Y como suele ocurrir en este tipo de reuniones, el poeta no esperó a los postres para deleitarnos con sus sonetos. Se puso en pie, y después de golpear suavemente la copa con una cucharilla, empezó a recitar con el índice apuntando al techo (como si éste fuera el culpable de sus desamores), y dejando, cómo no, un prudente silencio en cada terceto para poder recibir la ovación adecuada. De nuevo, el marido de la anfitriona volvió a darme un codazo: "¿Has traído un diccionario de sinónimos?”, me susurró, al ver que el poeta disparaba clichés ("mi alma", "mi corazón...") con un inmisericorde efecto metralla. Y cuando llegó la hora de los postres, después de habernos fusilados a todos con su talento, nos dio la gran sorpresa: “Y ahora voy a recitaros unos fragmentos de la obra de teatro que acabo de terminar”. En ese momento, me puse aún más rígido de lo que ya estaba para poder soportar un nuevo codazo del marido. Pero, cuando me giré, vi que estaba fumando un habano mientras se balanceaba en la hamaca del jardín. Una expresiva manera de confirmar lo que siempre he pensado: que la poesía admite géneros, pero, al contrario que las demás artes, no admite concesiones. Es decir: o el poeta es indiscutiblemente conmovedor, o es rematadamente insoportable.

Por ejemplo: para que podamos gozar de una película, ésta no necesita haber sido dirigida por Terrence Malick. Para poder suspirar ante un cuadro, no es imprescindible que esté firmado en el siglo XVII. Lo mismo ocurre con la literatura: una buena novela puede regalarnos entrañables momentos, sin necesidad de que haya sido escrita por Dostoyevski. Y de igual manera le sucede a la música: no hace falta que una canción nos recuerde al último movimiento de la Novena Sinfonía de Beethoven (himno oficial de la Unión Europea) para que podamos tararear alegremente su letra cuando vamos conduciendo. 

Pero con la poesía, repito, esto es inadmisible.
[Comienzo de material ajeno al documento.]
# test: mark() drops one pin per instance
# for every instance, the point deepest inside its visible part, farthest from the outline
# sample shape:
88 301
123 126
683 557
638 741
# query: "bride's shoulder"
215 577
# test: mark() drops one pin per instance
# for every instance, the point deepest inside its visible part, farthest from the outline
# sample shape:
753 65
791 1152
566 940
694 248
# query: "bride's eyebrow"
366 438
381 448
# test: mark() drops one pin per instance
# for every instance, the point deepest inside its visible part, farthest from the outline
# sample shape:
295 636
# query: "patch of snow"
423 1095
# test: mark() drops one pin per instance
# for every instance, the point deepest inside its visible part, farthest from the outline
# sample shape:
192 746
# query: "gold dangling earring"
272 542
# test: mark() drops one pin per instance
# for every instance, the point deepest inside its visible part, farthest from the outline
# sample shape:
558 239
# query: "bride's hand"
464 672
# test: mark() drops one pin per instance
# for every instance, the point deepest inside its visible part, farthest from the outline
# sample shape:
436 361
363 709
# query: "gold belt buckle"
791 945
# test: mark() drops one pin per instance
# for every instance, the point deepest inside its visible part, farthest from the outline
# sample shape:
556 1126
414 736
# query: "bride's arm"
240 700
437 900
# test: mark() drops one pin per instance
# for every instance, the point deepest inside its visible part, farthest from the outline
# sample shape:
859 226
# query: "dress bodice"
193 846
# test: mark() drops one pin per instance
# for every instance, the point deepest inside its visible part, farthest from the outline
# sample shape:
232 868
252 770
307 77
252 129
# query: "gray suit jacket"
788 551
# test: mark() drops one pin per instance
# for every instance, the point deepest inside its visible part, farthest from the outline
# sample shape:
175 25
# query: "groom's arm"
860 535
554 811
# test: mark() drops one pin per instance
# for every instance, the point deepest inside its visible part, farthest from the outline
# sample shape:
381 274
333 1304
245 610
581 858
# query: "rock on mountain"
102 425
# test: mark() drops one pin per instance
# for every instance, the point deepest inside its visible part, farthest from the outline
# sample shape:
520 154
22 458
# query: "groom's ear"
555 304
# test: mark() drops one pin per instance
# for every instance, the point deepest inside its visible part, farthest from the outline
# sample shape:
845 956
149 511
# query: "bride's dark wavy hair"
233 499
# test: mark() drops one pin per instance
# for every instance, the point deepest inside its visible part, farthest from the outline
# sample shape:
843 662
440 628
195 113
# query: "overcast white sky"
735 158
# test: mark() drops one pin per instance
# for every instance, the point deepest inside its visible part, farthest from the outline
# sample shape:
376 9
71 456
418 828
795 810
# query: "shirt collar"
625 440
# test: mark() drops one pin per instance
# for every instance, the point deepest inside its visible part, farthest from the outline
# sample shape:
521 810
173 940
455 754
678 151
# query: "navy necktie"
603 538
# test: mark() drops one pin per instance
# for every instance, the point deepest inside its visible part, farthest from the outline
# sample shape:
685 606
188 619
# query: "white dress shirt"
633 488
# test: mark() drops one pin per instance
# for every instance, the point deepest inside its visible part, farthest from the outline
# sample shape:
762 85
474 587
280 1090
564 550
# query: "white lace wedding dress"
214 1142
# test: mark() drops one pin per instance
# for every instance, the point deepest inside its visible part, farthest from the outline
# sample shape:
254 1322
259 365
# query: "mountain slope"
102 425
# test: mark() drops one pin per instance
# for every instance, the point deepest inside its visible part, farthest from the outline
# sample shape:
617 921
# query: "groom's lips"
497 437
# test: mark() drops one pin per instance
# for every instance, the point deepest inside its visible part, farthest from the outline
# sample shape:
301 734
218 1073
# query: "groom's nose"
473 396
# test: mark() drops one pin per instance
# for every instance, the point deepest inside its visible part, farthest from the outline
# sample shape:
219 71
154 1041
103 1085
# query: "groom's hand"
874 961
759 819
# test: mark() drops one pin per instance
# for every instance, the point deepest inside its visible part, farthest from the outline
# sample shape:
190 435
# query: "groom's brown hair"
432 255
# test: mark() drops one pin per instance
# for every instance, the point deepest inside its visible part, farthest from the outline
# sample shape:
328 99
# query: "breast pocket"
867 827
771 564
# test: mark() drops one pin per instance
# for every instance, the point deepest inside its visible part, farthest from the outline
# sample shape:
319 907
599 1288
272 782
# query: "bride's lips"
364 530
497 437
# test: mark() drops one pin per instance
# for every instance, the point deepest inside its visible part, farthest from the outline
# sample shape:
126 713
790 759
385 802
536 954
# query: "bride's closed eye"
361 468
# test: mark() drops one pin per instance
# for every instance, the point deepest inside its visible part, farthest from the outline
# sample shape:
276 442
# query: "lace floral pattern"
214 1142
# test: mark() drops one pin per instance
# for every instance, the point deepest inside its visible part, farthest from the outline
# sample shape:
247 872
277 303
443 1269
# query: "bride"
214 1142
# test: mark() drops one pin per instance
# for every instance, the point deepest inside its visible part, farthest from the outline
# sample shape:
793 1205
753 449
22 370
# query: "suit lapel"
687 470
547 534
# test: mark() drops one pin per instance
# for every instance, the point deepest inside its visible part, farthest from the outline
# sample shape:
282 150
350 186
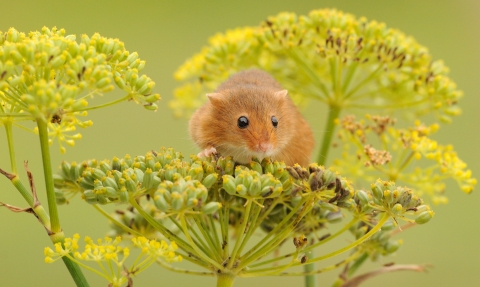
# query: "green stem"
310 279
116 222
333 114
75 272
240 234
106 104
11 147
47 171
357 242
225 280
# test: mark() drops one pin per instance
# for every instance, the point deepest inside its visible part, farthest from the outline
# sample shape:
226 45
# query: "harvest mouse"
251 115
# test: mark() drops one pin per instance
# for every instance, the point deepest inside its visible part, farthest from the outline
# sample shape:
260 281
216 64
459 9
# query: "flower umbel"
330 56
404 147
111 257
260 198
49 76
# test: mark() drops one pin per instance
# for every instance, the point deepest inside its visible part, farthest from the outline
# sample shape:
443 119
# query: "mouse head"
251 121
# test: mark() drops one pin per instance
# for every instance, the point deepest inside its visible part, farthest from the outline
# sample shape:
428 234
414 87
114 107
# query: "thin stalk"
11 147
251 229
309 71
310 247
240 234
275 230
106 104
165 232
365 81
195 247
116 222
333 114
56 230
225 280
47 171
357 242
214 249
184 271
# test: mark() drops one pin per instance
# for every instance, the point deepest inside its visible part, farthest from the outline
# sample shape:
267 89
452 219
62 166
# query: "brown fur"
253 94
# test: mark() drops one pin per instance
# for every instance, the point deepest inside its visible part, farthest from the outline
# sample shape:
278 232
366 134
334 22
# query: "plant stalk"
333 114
225 280
56 231
48 173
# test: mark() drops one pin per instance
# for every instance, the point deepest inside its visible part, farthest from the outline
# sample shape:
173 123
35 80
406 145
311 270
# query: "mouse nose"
264 146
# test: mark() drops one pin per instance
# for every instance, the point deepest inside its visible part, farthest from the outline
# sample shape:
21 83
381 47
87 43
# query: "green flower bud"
90 196
424 217
110 192
131 186
266 191
105 167
256 166
255 187
147 179
377 191
393 246
229 165
211 207
85 184
59 196
98 173
177 201
293 173
192 202
138 173
389 225
161 203
397 208
123 195
388 196
164 193
196 173
66 167
116 163
241 189
328 177
210 180
109 182
267 166
362 196
152 98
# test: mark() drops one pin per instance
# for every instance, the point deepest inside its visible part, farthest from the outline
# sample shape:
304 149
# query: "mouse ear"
215 98
281 94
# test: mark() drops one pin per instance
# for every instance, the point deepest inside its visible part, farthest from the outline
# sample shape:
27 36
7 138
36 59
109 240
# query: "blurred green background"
165 33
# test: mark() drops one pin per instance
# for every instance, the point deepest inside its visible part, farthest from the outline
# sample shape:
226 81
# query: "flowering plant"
232 220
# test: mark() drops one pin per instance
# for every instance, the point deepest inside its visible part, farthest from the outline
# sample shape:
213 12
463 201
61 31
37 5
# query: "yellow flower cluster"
328 56
109 252
405 146
48 76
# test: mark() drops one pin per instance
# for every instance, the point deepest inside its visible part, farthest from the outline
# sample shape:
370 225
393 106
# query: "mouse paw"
207 152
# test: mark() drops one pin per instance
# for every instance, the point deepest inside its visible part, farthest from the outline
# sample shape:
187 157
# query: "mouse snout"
264 146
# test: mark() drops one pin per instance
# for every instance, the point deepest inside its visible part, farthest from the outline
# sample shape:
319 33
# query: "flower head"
328 56
47 75
404 146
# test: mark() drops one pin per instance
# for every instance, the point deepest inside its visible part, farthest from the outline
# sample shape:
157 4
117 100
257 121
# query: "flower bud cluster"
48 75
375 64
380 243
111 258
174 185
264 180
404 146
396 200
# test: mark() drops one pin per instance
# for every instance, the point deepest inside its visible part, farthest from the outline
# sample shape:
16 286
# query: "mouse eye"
242 122
274 121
O el poeta lo es de verdad, o sus piruetas lingüísticas son capaces de cortar la mayonesa. Cuando esto ocurre, lo que el intruso práctica no es el lirismo, sino el patetismo. Como sus rimas se agitan más que una dentadura postiza, en vez de fijarlas con el bolígrafo, las fija con un destornillador. Es su sello personal: confundir la rima con la cacofonía. También se le reconoce por el uso y abuso de los adverbios dubitativos: “acaso", “tal vez", “quién sabe"..., lo que confirma el tedio que siente cuando se lee a sí mismo. Como nunca consigue provocar lágrimas de emoción en la audiencia, fríe y refríe sus endecasílabos hasta conseguir un exquisito perfume a churrería de feria. Como no puede resultar brillante, se define irreverente, y como no puede resultar introspectivo, se muestra lastimero. Su concepto del verso libre es tan liberal, que cuando llegamos a la cuarta estrofa de un poema suyo, comprobamos que tiene menos ritmo que un canto gregoriano. Naturalmente, a la hora de elaborar su currículo, lo llena de una paja tan inflamable como la que arde en sus pleonasmos, y entonces aprovecha para reflejar en él todos los premios literarios que ha ganado. Unos premios, por lo general, tan solventes como la Visa Luxury de Carpanta. 

El oído poético se puede educar, pero la sensibilidad no se puede maquillar a brochazos. Por eso, aunque la poesía se puede descubrir a cualquier edad, la mala chirría como una tiza en la pizarra. Sobretodo cuando el pseudopoeta, en vez de inhalar talento, transpira vanidad. Quizá no sabe que vano procede del latín vanus, que significa vacío, y que  en el mundo de la poesía, el superego es la metadona de la mediocridad. Basta con decirle que sus églogas podrían recitarse bailando el hula hoop, para conseguir que no vuelva a dirigirnos la palabra (algo que en vez de ser vivido como un castigo, ha de asumirse como un premio). Por eso, las personas que necesitan gustar a los demás pueden, en algunos casos, resultarnos entrañables, pero las que necesitan impresionarnos en todo momento, acaban provocando una sensación más agotadora que intentar poner música a las letras del Boletín Oficial del Estado. 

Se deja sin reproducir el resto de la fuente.